Il tasso di turnover della popolazione b è irrilevante per uno scenario pandemico, ma è importante per la nostra analisi dei CoV stagionali e dovrebbe essere interpretato come la somma del tasso di natalità e del tasso a cui gli individui precedentemente immuni diventano sensibili a causa della diminuzione immunitaria e della fuga. Esaminiamo le proprietà generali di tale modello nei materiali supplementari. A seguito di lavori precedenti, parametrizziamo la trasmissibilità come (equazione 2)

β (t) = β 0  (1 + ε cos (2π (t – θ)))

dove β 0  è il tasso medio annuale di infezione, ε è l’ampiezza del forzante stagionale che modula la trasmissibilità durante l’anno e θ è il momento della massima trasmissibilità [ 27 ,  28 ]. Per simulazioni della pandemia, aggiungeremo un termine aggiuntivo a β (t) che spiega le misure di controllo delle infezioni nelle aree fortemente colpite, vedere materiali supplementari.

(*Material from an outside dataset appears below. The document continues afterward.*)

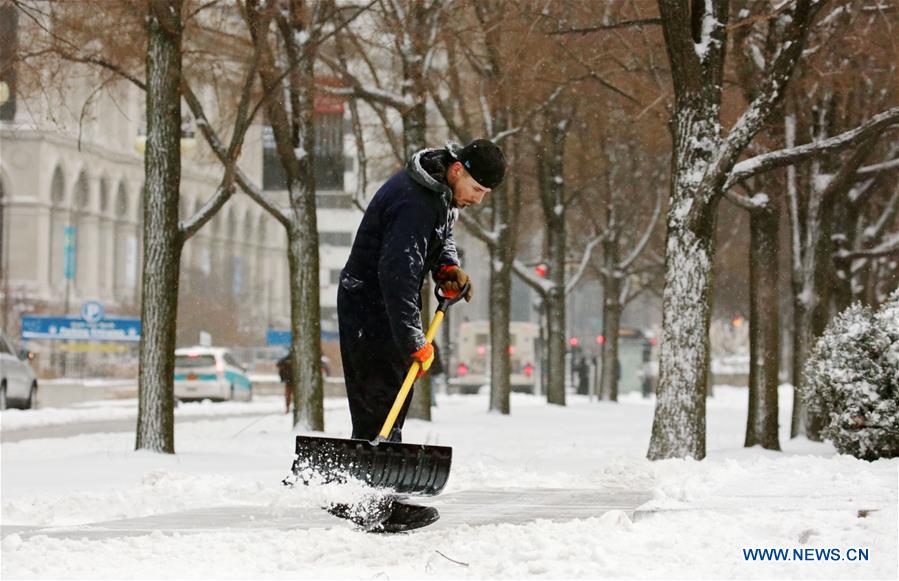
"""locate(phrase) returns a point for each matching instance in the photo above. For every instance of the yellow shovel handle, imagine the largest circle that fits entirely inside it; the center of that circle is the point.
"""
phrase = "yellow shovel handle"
(410, 379)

Parametrizzazione del modello mediante osservazioni CoV stagionali

I CoV stagionali sono endemici in tutto il mondo e pertanto prevediamo che i virus vengano importati durante tutto l’anno.

Modelliamo questa importazione attraverso la migrazione di individui sensibili con tasso m che ritorna esposto con probabilità x. Gli esseri umani sviluppano rapidamente risposte immunitarie ai CoV e i successivi studi sulle sfide mostrano una ridotta suscettibilità e una malattia meno grave per un anno [ 29 ].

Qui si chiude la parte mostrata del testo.